Anyway... was that the Rocktron he was using? I liked his tone better than usual (though I didn't love it, per say).


----------



## iondestroyer1527 (Mar 30, 2010)

he usually uses the prophesy as far as i know...


----------



## BlackMetalVenom (Mar 30, 2010)

ShadyDavey said:


> Lumberjack shred?
> 
> Not 100% sold on the tone of that high A through the 808's but yeah, mental playing as usual



HahahaH, that's EXACTLY what came to my mind. 
And is it me, or has Rusty gotten a bit slower? 
It's been bugging me these past few weeks now...
Back on topic; ridiculous shred as usual!


----------



## S-O (Mar 30, 2010)

xtrustisyoursx said:


> I don't like his vibrato. Vibrato should be a subtle pitch variation on a note. It shouldn't be a wide change that is almost two different notes.



Meh, I think vibrato is subject to taste, and context, super wide and fast vibrato does not fit all that well in a ballad. But I can not stand thin vibrato, a la Kirk hammet.


----------



## Esp Griffyn (Mar 30, 2010)

Zamm Bell said:


> I for one love rustys playing, but even if you are a speed hater, you have to admire his vibrato (when he slows down haha!)
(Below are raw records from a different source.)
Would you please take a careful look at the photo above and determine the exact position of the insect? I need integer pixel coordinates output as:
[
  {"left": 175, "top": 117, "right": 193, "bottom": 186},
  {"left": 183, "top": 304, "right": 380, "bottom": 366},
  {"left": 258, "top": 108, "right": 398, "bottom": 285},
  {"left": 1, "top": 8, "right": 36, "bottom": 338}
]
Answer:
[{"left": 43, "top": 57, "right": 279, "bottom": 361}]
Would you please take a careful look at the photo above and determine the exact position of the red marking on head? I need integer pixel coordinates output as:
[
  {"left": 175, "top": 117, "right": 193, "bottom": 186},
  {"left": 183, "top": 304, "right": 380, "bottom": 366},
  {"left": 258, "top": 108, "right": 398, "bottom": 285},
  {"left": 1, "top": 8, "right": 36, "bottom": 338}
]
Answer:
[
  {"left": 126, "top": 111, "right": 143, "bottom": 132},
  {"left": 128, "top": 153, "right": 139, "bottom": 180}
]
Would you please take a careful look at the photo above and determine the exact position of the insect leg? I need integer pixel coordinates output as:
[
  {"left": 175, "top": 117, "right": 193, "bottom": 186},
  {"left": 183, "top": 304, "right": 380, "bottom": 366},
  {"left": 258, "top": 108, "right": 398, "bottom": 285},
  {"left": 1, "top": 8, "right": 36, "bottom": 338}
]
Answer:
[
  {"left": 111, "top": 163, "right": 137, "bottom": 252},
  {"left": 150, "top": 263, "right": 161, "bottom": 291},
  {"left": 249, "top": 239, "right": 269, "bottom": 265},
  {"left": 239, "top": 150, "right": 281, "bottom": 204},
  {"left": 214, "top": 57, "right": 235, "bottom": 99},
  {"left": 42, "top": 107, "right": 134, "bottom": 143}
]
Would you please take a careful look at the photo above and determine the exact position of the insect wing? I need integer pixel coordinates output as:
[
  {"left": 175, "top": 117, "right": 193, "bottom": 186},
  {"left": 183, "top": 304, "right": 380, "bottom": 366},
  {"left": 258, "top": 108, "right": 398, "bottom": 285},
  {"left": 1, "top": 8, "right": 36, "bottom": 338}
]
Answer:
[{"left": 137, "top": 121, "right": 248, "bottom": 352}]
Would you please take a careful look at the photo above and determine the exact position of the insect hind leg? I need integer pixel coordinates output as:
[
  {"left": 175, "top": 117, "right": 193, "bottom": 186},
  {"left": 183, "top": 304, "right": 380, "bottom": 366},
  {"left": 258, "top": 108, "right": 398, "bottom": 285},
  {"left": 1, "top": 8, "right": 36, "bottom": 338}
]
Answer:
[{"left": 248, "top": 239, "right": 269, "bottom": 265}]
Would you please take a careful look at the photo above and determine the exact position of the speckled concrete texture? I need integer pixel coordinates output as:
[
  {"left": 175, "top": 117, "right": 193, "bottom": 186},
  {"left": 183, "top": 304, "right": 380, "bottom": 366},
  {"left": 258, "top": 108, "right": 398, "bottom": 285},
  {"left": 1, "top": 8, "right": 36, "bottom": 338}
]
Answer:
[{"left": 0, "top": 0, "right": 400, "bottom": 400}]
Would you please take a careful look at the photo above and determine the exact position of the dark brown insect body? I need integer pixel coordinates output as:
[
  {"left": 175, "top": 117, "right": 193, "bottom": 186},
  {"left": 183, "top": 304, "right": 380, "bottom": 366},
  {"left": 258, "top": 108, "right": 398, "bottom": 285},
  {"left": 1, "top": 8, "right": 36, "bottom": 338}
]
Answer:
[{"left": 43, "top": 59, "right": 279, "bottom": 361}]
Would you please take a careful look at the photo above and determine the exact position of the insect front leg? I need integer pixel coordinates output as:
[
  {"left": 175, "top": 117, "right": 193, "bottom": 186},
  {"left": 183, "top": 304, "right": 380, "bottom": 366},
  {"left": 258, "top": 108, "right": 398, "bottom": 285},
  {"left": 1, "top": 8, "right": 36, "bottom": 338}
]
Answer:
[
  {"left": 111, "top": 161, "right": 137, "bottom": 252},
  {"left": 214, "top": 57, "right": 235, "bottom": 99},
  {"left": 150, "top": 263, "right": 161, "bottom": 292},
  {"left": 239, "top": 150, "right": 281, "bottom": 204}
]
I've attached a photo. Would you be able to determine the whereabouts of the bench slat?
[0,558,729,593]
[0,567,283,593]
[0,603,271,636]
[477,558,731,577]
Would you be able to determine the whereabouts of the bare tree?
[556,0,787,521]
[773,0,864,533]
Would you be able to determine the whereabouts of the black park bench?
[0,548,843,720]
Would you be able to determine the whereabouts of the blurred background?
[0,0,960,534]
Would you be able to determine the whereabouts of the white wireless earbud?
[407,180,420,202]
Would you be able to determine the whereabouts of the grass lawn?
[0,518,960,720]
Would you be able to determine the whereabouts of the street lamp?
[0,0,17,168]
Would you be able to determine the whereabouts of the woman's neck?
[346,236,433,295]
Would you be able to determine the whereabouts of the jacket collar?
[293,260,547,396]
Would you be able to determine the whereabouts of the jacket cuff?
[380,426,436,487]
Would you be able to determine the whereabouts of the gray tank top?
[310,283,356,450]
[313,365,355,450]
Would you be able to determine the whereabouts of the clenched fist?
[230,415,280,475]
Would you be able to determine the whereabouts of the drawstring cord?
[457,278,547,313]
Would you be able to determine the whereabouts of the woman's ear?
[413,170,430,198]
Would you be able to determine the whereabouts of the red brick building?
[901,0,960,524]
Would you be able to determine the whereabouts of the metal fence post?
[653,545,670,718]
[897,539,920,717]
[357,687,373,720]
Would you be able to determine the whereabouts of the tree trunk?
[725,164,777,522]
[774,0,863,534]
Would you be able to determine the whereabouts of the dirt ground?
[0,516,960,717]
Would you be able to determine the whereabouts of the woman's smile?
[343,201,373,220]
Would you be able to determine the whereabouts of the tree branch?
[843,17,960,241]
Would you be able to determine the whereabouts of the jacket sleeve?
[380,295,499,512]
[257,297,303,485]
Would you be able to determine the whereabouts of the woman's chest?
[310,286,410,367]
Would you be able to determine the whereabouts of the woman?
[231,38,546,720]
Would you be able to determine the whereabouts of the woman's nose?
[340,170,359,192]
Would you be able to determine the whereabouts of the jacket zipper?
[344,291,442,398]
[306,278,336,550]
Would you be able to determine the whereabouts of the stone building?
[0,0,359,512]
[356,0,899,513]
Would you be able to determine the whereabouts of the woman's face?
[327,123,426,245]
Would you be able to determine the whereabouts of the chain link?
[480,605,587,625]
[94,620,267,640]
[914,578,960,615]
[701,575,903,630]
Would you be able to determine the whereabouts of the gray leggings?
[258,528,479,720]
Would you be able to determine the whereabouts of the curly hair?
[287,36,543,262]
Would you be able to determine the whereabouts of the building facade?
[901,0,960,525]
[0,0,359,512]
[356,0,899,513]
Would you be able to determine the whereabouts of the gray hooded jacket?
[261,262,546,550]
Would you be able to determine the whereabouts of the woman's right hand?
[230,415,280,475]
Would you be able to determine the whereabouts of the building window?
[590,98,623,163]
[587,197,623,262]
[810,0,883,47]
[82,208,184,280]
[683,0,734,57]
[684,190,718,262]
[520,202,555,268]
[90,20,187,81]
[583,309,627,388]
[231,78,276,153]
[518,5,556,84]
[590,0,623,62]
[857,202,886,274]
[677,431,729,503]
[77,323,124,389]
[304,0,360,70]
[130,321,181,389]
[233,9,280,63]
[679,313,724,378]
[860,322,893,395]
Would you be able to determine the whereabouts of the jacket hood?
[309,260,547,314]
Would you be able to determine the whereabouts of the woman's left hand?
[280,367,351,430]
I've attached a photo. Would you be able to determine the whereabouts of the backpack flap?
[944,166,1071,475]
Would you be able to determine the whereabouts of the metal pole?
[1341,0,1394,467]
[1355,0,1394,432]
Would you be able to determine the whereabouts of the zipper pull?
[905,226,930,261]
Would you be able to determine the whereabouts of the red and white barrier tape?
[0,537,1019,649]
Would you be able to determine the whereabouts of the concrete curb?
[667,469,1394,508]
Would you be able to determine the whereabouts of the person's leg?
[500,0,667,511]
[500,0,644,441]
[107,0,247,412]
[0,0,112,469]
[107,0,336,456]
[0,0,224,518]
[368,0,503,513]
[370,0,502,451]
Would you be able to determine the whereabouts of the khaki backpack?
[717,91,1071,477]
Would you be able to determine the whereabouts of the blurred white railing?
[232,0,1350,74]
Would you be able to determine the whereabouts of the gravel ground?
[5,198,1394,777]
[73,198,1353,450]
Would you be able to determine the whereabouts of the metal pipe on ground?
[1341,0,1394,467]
Speed hating? Have you completely missed the point or what?

Rusty isn't bland and boring because he plays too fast, he is tiring to listen to because he has incredibly dull phrasing. You can say "Rusty really knows his theory too", which is about as redundant as saying "I can speak English" and having absolutely nothing interesting to say.

I think Rusty has spent far too long developing his speed and nowhere near enough time thinking about how to make interesting music. I think he is probably a bit late in the game to do a 180 and start making exciting music. In fact, I hope he doesn't that "Jazz fusion" thing he tried to do at a clinic was pretty dire.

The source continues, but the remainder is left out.